A manifestação ocorreu após a repercussão negativa gerada por uma operação de busca e apreensão da Polícia Federal, autorizada pelo ministro Alexandre de Moraes. A medida teve como alvo supostos informantes do jornalista Luís Pablo, autor de reportagens sobre o uso de veículos do Tribunal de Justiça do Maranhão (TJ-MA) por Flávio Dino.

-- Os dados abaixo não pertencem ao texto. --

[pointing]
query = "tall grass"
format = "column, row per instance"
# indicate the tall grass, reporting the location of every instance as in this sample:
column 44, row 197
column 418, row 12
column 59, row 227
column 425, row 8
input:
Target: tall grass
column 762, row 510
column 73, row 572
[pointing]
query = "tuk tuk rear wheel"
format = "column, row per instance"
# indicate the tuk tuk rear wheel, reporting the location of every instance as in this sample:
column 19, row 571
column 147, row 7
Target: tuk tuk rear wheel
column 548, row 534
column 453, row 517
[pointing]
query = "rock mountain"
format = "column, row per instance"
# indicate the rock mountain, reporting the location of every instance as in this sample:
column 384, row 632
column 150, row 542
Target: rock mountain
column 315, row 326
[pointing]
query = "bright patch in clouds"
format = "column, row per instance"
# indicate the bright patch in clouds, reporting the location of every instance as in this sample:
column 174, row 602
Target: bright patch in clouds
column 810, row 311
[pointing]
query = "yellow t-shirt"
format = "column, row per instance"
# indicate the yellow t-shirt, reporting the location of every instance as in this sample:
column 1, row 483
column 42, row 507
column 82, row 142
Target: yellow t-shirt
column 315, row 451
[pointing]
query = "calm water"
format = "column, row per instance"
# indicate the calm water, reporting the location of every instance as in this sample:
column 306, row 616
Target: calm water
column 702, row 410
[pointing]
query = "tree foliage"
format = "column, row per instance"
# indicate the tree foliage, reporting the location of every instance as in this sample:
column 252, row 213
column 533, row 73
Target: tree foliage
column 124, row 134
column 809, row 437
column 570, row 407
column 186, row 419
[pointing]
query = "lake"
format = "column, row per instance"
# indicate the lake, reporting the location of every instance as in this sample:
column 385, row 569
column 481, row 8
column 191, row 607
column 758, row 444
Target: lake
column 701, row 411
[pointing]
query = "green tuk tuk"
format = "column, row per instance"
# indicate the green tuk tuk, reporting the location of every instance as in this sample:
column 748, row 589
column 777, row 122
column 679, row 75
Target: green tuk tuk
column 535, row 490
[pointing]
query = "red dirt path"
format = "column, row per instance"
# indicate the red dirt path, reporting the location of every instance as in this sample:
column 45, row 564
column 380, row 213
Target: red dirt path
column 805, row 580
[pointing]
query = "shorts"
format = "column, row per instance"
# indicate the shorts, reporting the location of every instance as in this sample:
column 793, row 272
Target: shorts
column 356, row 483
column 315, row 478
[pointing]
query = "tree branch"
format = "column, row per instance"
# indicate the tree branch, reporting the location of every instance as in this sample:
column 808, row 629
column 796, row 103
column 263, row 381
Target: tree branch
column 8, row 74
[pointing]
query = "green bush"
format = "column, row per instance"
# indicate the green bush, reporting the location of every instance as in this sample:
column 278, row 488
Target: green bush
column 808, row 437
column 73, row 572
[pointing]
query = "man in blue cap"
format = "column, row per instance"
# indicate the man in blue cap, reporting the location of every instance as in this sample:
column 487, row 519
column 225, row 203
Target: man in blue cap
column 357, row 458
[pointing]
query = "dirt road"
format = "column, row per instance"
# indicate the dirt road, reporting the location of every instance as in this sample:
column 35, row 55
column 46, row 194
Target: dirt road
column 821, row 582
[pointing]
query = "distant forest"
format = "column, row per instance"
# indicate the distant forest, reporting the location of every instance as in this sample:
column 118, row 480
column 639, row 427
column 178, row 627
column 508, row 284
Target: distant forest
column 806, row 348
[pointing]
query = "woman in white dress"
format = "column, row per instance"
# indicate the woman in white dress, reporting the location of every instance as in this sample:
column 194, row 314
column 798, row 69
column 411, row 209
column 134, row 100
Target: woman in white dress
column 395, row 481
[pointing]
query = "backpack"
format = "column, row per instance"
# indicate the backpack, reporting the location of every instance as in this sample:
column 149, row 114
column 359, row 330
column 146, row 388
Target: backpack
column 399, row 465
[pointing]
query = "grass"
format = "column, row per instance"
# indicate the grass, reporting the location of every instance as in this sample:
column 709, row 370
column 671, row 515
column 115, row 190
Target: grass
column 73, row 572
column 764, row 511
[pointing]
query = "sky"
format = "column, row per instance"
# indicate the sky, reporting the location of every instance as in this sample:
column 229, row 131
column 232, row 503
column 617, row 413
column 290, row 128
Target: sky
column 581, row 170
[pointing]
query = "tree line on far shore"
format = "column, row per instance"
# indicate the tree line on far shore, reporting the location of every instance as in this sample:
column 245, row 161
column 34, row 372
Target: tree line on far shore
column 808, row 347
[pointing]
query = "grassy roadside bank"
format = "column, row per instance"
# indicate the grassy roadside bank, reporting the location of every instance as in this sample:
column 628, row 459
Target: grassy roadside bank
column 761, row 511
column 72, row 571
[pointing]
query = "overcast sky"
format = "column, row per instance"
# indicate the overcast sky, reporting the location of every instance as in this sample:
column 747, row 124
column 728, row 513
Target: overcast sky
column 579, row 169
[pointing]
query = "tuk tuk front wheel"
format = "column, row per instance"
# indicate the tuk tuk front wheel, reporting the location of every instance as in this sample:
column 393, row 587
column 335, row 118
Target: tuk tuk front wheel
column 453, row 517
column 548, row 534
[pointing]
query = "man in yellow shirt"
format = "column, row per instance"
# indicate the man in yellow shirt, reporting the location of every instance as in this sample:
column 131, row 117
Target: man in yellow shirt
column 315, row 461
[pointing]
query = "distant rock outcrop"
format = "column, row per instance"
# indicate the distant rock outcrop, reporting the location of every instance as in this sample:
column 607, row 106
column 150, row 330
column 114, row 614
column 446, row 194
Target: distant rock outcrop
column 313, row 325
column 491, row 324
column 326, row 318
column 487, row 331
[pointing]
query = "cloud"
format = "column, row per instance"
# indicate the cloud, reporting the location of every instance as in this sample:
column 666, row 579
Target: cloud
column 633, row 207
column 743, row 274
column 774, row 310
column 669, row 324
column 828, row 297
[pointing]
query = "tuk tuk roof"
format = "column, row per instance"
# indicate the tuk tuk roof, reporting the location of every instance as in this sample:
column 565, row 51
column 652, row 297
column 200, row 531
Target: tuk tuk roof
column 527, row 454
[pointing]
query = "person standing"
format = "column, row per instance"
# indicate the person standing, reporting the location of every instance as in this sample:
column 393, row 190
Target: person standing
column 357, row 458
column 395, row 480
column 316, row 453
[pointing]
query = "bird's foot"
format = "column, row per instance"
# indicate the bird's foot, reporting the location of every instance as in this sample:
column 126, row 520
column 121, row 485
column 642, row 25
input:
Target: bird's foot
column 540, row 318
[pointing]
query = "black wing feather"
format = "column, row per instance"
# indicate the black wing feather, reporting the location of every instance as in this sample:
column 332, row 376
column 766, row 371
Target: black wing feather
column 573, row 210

Entidades de mídia e de defesa dos direitos humanos criticaram a ação, apontando violação a prerrogativas fundamentais do jornalismo.
Em seu discurso, Fachin ressaltou a tradição do tribunal na proteção das liberdades e pontuou que a atuação policial deve focar em eventuais crimes, sem atingir o trabalho informativo legítimo. “A apuração de eventuais ilícitos deve dirigir-se à conduta que constitua objeto da investigação, e nunca à atividade jornalística legítima exercida no cumprimento de sua função constitucional”, afirmou o presidente da corte, reforçando a convicção de que a autoridade do STF reside em suas decisões colegiadas.
Na mesma sessão, o ministro Alexandre de Moraes defendeu a medida que autorizou, sustentando que o sigilo constitucional da fonte não pode ser utilizado como “escudo protetivo para a prática de atividades ilícitas”. Moraes argumentou que a apuração tem como foco a suspeita de perseguição e ameaças contra o colega de tribunal.
A sinalização de Fachin para levar a discussão ao plenário busca reduzir desgastes institucionais e restabelecer parâmetros seguros sobre os limites da atuação judicial frente às garantias da imprensa e do exercício do jornalismo no país.